Violence, sexe, perversions, racisme, extrémisme se mélangent pour donner d’Alger une image de ville à la dérive où l’on tue pour un idéal politique comme pour les revenus d’une prostituée. Et dans cette atmosphère morbide, les personnages inventés par Attia et croqués par Ferrandez tentent de survivre avec leurs blessures ouvertes, constamment sous la menace, entre Éros et Thanatos. L’espoir est-il permis ? Pas sûr : « L’Algérie est bientôt indépendante, les pieds-noirs sont en marche pour l’exil… Le pays est plongé dans une guerre fratricide et une haine définitive entre les communautés. Alger la Blanche est devenue Alger la Noire. »
D’un conflit l’autre
Auteur reconnu (Le Gone du Chaâba) et homme politique à géométrie variable – ministre du gouvernement Villepin de 2005 à 2007, il a été proche de François Bayrou (MoDem) avant d’appeler à voter François Hollande en 2012… -, Azouz Begag signe avec Leçons coloniales un scénario classique : une jeune institutrice pétrie d’idéaux républicains débarque à Sétif avec la ferme intention d’enseigner à tous, sans distinction d’origines, comme le stipule le décret du 27 novembre 1944. L’intrigue se déroule en 1945, alors qu’en Europe la Seconde Guerre mondiale s’achève. À Sétif, la tension s’accroît entre colons et Algériens, jusqu’à exploser le jour même de la victoire alliée sur les nazis, le 8 mai. La révolte qui secoue la ville est réprimée dans le sang…
Mêlant évolution politique et histoire(s) d’amour, Begag parvient à créer une jolie galerie de personnages tout en donnant une idée juste des tensions qui finiront par déboucher sur la guerre. Peu aidé par un dessin un tantinet daté, il ne parvient néanmoins pas à surprendre.

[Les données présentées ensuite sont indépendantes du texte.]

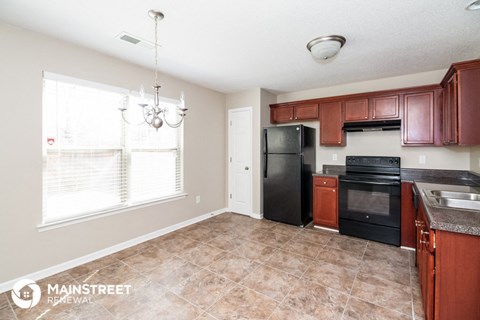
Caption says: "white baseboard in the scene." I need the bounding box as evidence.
[250,213,263,220]
[313,226,338,233]
[0,208,228,293]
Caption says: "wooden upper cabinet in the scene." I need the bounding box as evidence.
[371,95,400,120]
[443,74,458,144]
[402,91,435,145]
[442,59,480,145]
[345,98,368,121]
[270,103,318,123]
[344,94,400,122]
[294,103,318,120]
[319,101,345,146]
[270,106,293,123]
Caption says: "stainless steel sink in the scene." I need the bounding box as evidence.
[425,190,480,211]
[430,197,480,210]
[426,190,480,201]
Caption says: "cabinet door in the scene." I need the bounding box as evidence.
[402,91,435,145]
[313,186,338,229]
[345,99,368,121]
[294,103,318,120]
[320,101,345,146]
[400,182,416,248]
[372,95,400,120]
[443,74,458,144]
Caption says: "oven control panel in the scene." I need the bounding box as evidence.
[346,156,400,168]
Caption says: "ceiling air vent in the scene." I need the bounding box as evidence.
[115,32,155,50]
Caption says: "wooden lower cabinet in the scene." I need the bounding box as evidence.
[415,199,480,320]
[400,181,416,248]
[313,176,338,230]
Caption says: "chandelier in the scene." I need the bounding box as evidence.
[119,10,188,131]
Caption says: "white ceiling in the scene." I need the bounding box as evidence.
[0,0,480,93]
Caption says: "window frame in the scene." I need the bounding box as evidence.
[37,71,187,231]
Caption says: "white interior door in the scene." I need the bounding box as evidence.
[228,107,252,215]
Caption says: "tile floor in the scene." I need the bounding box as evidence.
[0,213,423,320]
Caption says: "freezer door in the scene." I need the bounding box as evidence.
[263,154,302,226]
[263,125,303,154]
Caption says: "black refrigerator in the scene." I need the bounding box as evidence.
[263,125,315,227]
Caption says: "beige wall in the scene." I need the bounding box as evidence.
[0,23,226,283]
[470,146,480,174]
[277,70,470,171]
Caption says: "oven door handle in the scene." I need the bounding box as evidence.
[339,179,400,186]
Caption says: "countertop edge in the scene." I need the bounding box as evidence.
[414,181,480,236]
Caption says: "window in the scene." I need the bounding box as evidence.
[43,73,183,223]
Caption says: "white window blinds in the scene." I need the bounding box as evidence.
[43,73,183,223]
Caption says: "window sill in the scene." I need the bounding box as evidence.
[37,193,188,232]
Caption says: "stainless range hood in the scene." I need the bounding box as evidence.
[342,119,401,132]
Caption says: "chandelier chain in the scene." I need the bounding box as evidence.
[155,16,158,86]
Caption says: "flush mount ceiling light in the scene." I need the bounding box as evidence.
[119,10,187,131]
[307,35,347,60]
[465,0,480,11]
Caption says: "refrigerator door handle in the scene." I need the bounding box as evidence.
[263,129,268,153]
[263,153,268,178]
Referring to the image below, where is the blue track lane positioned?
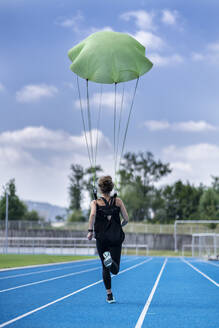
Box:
[0,256,219,328]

Tirailleurs de Constantine
Avant la guerre d’Algérie, avant la Seconde Guerre mondiale, il y a eu la boue, les tranchées, le gaz moutarde, les pluies d’obus… Un enfer que les tirailleurs algériens ont vécu pour défendre le drapeau tricolore. En racontant l’histoire d’Alouache Ahmed Saïd Ben Hadj, incorporé en 1912 au 11e régiment des tirailleurs algériens, les auteurs de cette bande dessinée originale reviennent sur un aspect trop souvent passé sous silence de la Première Guerre mondiale. Surnommés Turcos par les Russes – à cause de leur uniforme – pendant la campagne de Crimée (1854-1856), les tirailleurs algériens et tunisiens sont, avec les zouaves, parmi les plus décorés de l’armée française. En s’attachant au destin d’un homme « tué à l’ennemi le 20 juillet 1918 », les auteurs donnent de la chair aux dates qui figurent sur le drapeau du 11e régiment : Artois 1915, Champagne 1915, Verdun 1915, Soissonnais 1918… Le trait et la narration ne sont pas toujours à la hauteur du défi, mais peu importe : il s’agit avant tout de rappeler la dette (de sang) de la France envers ses ex-colonies.